Сатириконовская “Чайка” – один из самых свободных спектаклей и режиссера Юрия Бутусова, и вообще московской сцены последнего десятилетия, где бедные постановщики, еще не достигшие статуса легенд, годами пытаются либо создать “кассовый” спектакль, либо уложиться в прокрустово ложе “современного искусства”, чьи параметры туманны даже для адептов. В “Чайке” Юрия Бутусова об удобствах зрителя (спектакль с тремя антрактами заканчивается около полуночи) думают так же мало, как и о новизне высказывания.
Юрий Бутусов не боится сделать главной темой своей “Чайки” признание в любви к театру и людям театра (согласитесь, что объяснение в ненависти звучит куда более актуально). Не боится для своей постановки выбрать давно не мод-ную форму спектакля-репетиции, где все пробуют все роли, разыгрывают все сцены по нескольку раз, а режиссер то и дело вмешивается в действие, то проживая эпизод, то проговаривая куски текста, а то и вовсе заряжая исполнителей энергией сумасшедшего танца.
Полноправный соавтор режиссера сценограф Александр Шишкин создал для “Чайки” многофункциональное пространство, где каждый предмет конкретен и метафоричен, функционален и визуально выразителен. Дверные проемы, свободно огораживающие несуществующие комнаты. Свалка мусора в глубине. Огромный черный стол-подиум. Дачные качели-веревки, которые могут напомнить и о детском счастье полета, и о виселице. Огромные ширмы, затянутые бумагой, на которых так удобно рисовать и писать… Наконец, россыпи цветов и яблок, создающих натюрморты во вкусе сочной фламандской живописи.
Бутусов сочетает специально к “Чайке” написанную музыку Фаустаса Латенаса с его же маршем из “Трех сестер” Эймунтаса Някрошюса, а музыку румынских цыган с Адамо и Эллингтоном. Музыкальное пространство эклектично, как эклектична сама жизнь у колдовского озера, где все влюблены и все несчастны, но каждый страдает по-своему и наособицу.
Актеры “Сатирикона” играют с какой-то репетиционной свободой. Они то как бы отстают от своих персонажей и впопыхах бросаются их догонять, то забегают далеко вперед и, остановившись, испуганно оглядываются.

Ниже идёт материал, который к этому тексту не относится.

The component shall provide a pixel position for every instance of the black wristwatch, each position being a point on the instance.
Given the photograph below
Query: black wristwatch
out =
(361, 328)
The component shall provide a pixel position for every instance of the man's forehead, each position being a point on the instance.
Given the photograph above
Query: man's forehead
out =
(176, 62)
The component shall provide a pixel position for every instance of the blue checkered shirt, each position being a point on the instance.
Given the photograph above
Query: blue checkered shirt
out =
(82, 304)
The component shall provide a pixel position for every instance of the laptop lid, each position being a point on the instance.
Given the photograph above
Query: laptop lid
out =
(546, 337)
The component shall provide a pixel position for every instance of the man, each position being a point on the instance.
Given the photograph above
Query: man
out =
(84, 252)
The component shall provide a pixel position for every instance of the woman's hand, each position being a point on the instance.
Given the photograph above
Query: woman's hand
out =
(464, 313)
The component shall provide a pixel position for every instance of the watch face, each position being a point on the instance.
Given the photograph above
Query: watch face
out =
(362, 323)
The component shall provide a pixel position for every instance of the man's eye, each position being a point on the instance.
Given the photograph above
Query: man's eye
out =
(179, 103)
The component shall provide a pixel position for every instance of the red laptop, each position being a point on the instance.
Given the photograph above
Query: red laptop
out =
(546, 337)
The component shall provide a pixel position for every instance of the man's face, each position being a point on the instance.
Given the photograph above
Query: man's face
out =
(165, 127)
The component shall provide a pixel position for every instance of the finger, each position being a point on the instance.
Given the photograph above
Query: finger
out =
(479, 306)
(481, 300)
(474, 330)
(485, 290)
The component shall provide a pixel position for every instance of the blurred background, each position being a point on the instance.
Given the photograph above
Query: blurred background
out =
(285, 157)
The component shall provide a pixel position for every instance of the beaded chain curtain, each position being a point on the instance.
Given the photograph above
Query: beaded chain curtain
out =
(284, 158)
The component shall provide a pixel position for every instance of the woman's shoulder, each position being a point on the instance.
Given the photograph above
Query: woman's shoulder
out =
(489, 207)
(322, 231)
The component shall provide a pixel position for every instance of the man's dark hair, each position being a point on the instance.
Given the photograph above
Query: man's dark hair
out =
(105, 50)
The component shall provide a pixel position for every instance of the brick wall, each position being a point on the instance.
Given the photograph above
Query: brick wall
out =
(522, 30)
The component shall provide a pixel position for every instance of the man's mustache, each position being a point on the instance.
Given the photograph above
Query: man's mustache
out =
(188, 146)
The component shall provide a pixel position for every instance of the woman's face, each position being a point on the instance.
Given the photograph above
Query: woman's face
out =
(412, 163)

Актер и его персонаж здесь не вполне адекватны друг другу, обретая внутреннее тождество лишь в кульминационные моменты действия. Хороши здесь все. И несчастный кривляка-шут Шамраев (Антон Кузнецов), и по-эстрадному элегантный доктор Дорн (Артем Осипов), и трогательный Сорин (Владимир Большов). На сцене резвится, дурачится, мучается и радуется большая компания давно сроднившихся друг с другом людей. В отношениях тут царит терпимость, которая возникает именно в таких давно сложившихся отношениях. Все с легкостью не замечают ни эгоизма красотки Аркадиной (Полина Райкина), ни фатовской самовлюбленности Тригорина (Денис Суханов), ни вздорности Полины Андреевны (Лика Нифонтова). Грозы здесь бурны и кратковременны. Любые взрывы заканчиваются примирением. И только Нина с Треплевым никак не могут поймать эту бездумную легкость отношений, внося тревожную ноту требовательной серьезности.

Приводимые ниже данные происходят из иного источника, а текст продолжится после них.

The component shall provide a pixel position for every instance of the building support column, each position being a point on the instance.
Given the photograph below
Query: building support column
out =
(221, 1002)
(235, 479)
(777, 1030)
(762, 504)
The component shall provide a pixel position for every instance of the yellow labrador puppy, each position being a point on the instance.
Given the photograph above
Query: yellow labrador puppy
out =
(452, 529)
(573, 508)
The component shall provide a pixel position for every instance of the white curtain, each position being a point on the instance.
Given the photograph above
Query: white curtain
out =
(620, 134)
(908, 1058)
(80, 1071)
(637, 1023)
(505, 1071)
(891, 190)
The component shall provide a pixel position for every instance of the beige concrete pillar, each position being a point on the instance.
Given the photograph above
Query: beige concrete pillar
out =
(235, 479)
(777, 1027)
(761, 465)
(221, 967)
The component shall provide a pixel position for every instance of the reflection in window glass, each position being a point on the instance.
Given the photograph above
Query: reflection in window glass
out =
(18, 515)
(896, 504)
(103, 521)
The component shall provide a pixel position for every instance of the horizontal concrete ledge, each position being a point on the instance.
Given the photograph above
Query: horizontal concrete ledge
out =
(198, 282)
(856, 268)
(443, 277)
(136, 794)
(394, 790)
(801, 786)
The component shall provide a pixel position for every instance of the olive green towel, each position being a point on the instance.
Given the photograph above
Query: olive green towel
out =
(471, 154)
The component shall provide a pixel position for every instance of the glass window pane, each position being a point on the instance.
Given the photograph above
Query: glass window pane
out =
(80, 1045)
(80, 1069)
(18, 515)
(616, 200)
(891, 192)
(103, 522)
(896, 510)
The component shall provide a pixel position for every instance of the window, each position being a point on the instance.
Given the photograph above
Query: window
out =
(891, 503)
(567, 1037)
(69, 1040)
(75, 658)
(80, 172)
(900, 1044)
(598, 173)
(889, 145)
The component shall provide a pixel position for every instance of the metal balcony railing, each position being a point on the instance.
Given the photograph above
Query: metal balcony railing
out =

Дуэт Нины (Агриппина Стеклова) и Треплева (Тимофей Трибунцев) ведет драматическую ноту спектакля. Нина и Треп-лев – девушка с другого берега и мальчик-поэт – здесь единственные взрослые среди постаревших детей. Оба лишены и детского эгоизма, и детского легкомыс-лия. Оба лишены способности прощать и забывать. Оба могут искренне недоумевать: как же совместить всего Некрасова наизусть и упоение от приема публики в Харькове? Оба знают о своей обреченности, предчувствуют катастрофу и торопят ее. “Попали и мы с вами в круговорот…” – произносит Нина – Агриппина Стеклова с легким оттенком грустного удовлетворения, мол, вот и добились, чего хотели… а зачем?

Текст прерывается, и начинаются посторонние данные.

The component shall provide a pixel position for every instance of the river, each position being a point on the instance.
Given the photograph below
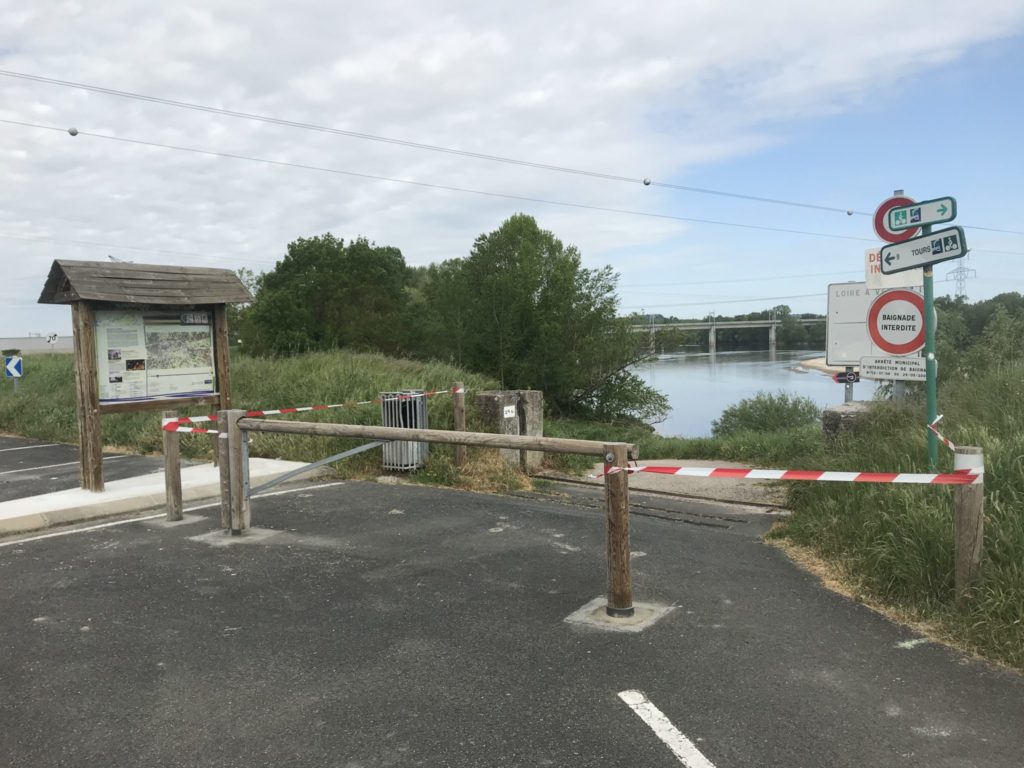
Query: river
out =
(699, 386)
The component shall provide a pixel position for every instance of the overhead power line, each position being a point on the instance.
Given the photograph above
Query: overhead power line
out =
(412, 144)
(435, 147)
(445, 187)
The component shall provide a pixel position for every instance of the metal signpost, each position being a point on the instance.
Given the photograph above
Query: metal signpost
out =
(897, 221)
(12, 369)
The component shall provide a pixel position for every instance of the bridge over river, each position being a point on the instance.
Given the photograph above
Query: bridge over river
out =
(712, 327)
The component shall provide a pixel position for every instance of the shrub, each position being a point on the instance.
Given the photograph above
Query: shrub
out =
(766, 413)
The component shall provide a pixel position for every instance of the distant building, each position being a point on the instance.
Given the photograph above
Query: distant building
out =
(39, 344)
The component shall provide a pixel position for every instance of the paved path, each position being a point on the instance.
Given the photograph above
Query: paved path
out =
(402, 626)
(32, 467)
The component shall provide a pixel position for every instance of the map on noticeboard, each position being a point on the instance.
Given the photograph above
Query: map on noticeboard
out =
(146, 355)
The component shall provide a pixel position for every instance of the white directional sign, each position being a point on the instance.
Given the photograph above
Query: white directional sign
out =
(936, 211)
(875, 279)
(12, 367)
(928, 249)
(893, 369)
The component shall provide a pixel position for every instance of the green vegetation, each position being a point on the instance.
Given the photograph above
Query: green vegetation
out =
(520, 308)
(766, 413)
(44, 406)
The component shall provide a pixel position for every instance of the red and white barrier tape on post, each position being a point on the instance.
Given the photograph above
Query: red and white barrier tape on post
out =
(945, 440)
(181, 423)
(960, 477)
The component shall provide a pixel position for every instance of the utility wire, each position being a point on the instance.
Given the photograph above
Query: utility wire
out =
(413, 144)
(434, 147)
(428, 185)
(445, 187)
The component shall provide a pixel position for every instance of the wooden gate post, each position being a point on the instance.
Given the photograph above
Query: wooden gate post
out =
(172, 470)
(224, 465)
(616, 496)
(969, 524)
(459, 409)
(241, 515)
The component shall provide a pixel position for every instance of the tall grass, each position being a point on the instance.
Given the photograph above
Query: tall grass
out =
(44, 404)
(895, 543)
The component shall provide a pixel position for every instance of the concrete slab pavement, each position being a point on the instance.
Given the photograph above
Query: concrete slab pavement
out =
(400, 625)
(32, 472)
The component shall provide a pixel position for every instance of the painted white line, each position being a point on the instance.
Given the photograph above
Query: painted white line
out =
(54, 466)
(681, 747)
(908, 644)
(29, 448)
(154, 517)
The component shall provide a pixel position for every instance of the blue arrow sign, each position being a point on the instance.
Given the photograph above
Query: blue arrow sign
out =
(12, 367)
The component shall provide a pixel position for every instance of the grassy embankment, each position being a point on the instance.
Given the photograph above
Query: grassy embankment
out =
(44, 408)
(892, 544)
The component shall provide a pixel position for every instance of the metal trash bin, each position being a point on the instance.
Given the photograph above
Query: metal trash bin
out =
(406, 409)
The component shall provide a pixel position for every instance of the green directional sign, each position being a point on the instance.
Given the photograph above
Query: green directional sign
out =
(941, 245)
(922, 214)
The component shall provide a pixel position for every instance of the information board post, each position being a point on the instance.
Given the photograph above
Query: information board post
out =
(930, 367)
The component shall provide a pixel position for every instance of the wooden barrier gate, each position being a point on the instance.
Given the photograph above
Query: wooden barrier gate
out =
(237, 514)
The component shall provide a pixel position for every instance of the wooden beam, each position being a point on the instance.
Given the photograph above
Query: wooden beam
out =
(616, 496)
(221, 355)
(172, 471)
(550, 444)
(90, 438)
(131, 407)
(459, 409)
(969, 523)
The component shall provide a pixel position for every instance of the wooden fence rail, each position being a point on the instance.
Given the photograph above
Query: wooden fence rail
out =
(620, 602)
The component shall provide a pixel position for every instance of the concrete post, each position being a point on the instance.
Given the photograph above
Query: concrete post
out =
(500, 411)
(969, 522)
(530, 411)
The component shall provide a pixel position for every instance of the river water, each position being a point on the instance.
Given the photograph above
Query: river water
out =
(699, 386)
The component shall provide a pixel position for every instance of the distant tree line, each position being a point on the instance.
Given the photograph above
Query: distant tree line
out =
(519, 307)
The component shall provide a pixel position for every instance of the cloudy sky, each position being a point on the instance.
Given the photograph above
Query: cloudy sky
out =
(832, 104)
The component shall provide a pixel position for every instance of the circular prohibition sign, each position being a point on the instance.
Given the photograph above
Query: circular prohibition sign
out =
(877, 323)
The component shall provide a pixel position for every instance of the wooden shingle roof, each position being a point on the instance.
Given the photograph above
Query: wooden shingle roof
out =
(140, 284)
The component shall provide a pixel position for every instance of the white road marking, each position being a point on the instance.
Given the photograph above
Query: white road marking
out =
(54, 466)
(681, 747)
(29, 448)
(154, 517)
(907, 644)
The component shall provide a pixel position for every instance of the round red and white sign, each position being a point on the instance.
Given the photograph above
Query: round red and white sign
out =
(896, 322)
(882, 221)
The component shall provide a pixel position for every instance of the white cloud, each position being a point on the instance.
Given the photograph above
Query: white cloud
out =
(638, 89)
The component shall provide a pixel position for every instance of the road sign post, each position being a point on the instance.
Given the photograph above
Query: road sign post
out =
(931, 383)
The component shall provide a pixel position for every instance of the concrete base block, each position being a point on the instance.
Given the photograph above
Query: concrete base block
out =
(185, 520)
(224, 538)
(593, 614)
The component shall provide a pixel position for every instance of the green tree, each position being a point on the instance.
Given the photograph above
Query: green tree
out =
(325, 294)
(522, 308)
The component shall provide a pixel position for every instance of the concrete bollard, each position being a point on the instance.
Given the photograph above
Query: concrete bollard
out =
(500, 410)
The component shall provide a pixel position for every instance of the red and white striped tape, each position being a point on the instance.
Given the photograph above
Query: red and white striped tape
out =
(958, 477)
(180, 424)
(945, 440)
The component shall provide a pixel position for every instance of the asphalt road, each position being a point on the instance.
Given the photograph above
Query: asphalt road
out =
(404, 626)
(33, 467)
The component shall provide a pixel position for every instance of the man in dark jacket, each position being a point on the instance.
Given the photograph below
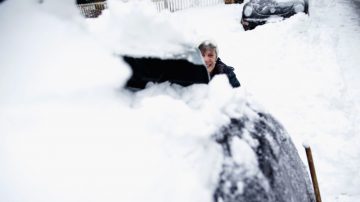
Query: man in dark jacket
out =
(214, 65)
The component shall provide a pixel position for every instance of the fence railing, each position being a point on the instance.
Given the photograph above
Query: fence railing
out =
(175, 5)
(93, 10)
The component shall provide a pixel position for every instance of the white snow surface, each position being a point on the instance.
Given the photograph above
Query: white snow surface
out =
(69, 132)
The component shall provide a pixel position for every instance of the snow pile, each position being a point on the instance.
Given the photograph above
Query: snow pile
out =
(69, 132)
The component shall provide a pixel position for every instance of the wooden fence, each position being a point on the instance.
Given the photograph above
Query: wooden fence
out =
(93, 10)
(175, 5)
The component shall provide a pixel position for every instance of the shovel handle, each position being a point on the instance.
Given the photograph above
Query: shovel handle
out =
(313, 174)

Ясные и заразительные чувства этого лирического спектакля завораживающе действуют даже на неподготовленную публику, не читавшую чеховскую пьесу. Но вот за ясность мыслей режиссеру еще придется побороться: в ходе дальнейшей жизни спектакля неплохо бы яснее расставить акценты и жестко проредить
пеструю коллекцию повторяющихся сцен (хотя бы выкинув те, что не вносят новых поворотов и прочтений).
В заключение надо отметить, что нынешний сезон, подбирающийся к концу, оказался не только успешным, но и вырисовывающим какой-то новый виток жизни “Сатирикона”, чья афиша пополнилась Чеховым и Достоевским.
Ольга ЕГОШИНА
«Экран и сцена» № 9 за 2011 год.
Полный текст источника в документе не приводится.